Dynamics of Scaffolding ProteinsKeith Scottish*
Keith Scottish, Department of Psychology, University of Calgary, Canada, Email: [email protected]
Received Date: Jun 05, 2021 / Accepted Date: Jun 20, 2021 / Published Date: Jun 26, 2021
Scaffolding proteins have critical roles in cellular signaling pathways in which they bring multiple binding partners together to facilitate their concerted interactions and functions. They achieve this by being composed of several protein–protein interaction modules, most notably PDZ (postsynaptic density 95/discs large/zona occludens-1) and SH3 (Src homology 3) domains. Additionally, scaffolding proteins and their partners generally show highly specific subcellular localizations. Some well-studied examples include MAPK signaling during mating in the budding yeast using the scaffold Ste5p, neuronal synaptic signaling exploiting PSD-95, and photosensory reception in Drosophila signaling using InaD (inactivation no after-potential D. Other scaffolds, such as members of the NHERF (Na+-H+ exchanger regulatory factor) family and SNX27 (sorting nexin family member 27), are involved in the stabilization, sorting, recycling, and localization of cell surface receptors.
Scaffolds also perform critical roles in cell polarity. The scaffold Bem1 coordinates a feedback loop to generate localized activation of Cdc42 to ensure that budding yeast assembles a single bud. The PDZ scaffolds par-3 and par-6 are essential for establishment of asymmetry and proper cleavage in the early embryo of Caenorhabditis elegans . In Drosophila, Scrib (scribble), Dlg (discs large), Baz (Bazooka), and Sdt (stardust) are all PDZ scaffolds that regulate epithelial polarity. Another PDZ scaffold, ZO-1 (zona occludens-1) is involved in the stabilization and barrier function of tight junctions. Additionally, the linking proteins α- and β-catenin play vital roles in cadherin-based cell–cell adhesion, which helps give rise to the functional organization of cells into tissues. The overwhelming majority of these scaffolds involved in polarity are highly conserved across species, further highlighting their importance.

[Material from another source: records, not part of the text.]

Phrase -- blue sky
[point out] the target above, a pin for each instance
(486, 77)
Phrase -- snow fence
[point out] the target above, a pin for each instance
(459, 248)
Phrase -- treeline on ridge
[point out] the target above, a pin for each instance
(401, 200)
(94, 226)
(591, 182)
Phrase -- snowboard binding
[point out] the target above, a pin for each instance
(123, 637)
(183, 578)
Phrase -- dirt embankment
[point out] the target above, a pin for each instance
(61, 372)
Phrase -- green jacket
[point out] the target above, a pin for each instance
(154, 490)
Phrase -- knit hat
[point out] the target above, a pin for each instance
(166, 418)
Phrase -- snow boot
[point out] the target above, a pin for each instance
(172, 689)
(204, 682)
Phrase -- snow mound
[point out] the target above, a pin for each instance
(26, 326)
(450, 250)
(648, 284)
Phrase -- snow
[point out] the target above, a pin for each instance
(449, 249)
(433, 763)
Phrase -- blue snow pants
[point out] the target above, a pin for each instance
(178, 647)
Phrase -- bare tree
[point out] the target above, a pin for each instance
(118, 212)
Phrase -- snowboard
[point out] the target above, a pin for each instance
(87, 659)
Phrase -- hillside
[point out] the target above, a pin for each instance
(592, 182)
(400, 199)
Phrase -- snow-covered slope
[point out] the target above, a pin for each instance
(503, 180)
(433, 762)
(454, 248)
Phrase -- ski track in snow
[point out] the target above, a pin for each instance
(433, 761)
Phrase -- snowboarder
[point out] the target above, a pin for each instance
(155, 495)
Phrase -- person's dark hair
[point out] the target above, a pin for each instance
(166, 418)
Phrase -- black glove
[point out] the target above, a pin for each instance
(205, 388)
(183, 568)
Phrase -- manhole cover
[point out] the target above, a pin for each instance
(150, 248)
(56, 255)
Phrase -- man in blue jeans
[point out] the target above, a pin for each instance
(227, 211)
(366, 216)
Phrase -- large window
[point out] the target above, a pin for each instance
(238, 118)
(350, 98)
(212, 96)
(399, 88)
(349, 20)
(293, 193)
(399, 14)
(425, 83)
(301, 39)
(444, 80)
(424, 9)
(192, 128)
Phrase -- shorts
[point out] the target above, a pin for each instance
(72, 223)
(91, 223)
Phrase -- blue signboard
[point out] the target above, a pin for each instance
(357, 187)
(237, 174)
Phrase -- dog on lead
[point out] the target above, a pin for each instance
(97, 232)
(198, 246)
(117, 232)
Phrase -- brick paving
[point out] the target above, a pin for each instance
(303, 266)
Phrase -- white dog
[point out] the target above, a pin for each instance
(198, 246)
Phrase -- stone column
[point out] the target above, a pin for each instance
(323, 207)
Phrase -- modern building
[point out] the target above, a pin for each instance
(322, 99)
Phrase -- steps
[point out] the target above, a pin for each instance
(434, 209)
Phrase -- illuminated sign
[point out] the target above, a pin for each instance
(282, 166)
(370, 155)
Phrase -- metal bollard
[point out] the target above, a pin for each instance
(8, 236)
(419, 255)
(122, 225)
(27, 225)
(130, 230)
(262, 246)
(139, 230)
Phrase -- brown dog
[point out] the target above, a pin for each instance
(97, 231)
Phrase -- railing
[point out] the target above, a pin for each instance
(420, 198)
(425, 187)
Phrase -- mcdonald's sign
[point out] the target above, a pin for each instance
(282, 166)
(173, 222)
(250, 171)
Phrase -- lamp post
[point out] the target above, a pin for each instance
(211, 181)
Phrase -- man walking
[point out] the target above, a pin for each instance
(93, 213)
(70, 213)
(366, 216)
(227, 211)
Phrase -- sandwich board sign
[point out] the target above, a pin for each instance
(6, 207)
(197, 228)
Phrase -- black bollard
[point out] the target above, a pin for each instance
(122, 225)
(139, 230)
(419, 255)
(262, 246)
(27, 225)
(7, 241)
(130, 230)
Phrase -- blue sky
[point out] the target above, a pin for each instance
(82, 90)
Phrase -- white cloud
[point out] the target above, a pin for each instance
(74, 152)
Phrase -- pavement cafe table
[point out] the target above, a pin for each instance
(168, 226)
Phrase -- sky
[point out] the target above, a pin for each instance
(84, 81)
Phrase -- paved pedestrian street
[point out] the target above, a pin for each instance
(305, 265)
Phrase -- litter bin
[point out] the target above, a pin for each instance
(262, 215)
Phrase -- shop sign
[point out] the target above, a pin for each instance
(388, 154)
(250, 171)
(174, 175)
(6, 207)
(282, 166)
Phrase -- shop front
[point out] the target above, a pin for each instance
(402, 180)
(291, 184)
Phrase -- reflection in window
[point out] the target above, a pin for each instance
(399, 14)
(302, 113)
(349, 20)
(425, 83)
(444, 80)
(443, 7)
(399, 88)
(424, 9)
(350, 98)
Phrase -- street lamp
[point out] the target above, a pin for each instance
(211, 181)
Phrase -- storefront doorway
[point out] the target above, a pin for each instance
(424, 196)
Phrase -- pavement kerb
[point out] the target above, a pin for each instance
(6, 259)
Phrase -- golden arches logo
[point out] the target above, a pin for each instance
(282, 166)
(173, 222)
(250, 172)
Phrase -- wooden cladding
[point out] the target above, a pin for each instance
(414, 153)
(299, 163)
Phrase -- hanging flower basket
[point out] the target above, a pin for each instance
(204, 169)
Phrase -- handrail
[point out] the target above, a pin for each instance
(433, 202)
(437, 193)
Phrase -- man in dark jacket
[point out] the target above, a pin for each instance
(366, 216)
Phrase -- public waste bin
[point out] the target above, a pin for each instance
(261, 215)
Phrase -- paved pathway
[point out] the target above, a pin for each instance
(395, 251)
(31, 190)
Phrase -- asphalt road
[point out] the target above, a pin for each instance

The name “scaffold” implies the formation of a stable complex, a notion further reinforced by their highly specific localizations. However, over the past decade, there have been examples of scaffolding protein complexes long thought to provide stable linkages but subsequently found to be surprisingly dynamic. These advances have been driven by the increased accessibility of techniques such as FRAP (fluorescence recovery after photobleaching) and photoactivation to examine the dynamics of components in vivo. Despite these advances, the in vivo dynamics of many scaffold complexes are often not considered. In this Perspective, we aim to draw attention to this phenomenon by discussing some examples of unexpectedly dynamic scaffold complexes and to discuss how this may relate to their physiological roles. Further, we wish to encourage more analyses of in vivo dynamics of cellular components, as unexpected insights can emerge. Finally, we explore the issue that dynamic protein complexes are likely systematically underrepresented in current proteomic data.
The terms dynamic and stable serve as qualitative descriptors of the dynamics of components in the context of the stability of the structures in which they participate. The affinity of protein–protein interactions is a function of their on and off rates. On rates are largely limited by diffusion (on the order of 106 to 107 M−1s−1), so the off rate is often the determining factor of binding affinity. Techniques such as FRAP measure the off rate of proteins based on their fluorescence recoveryrates.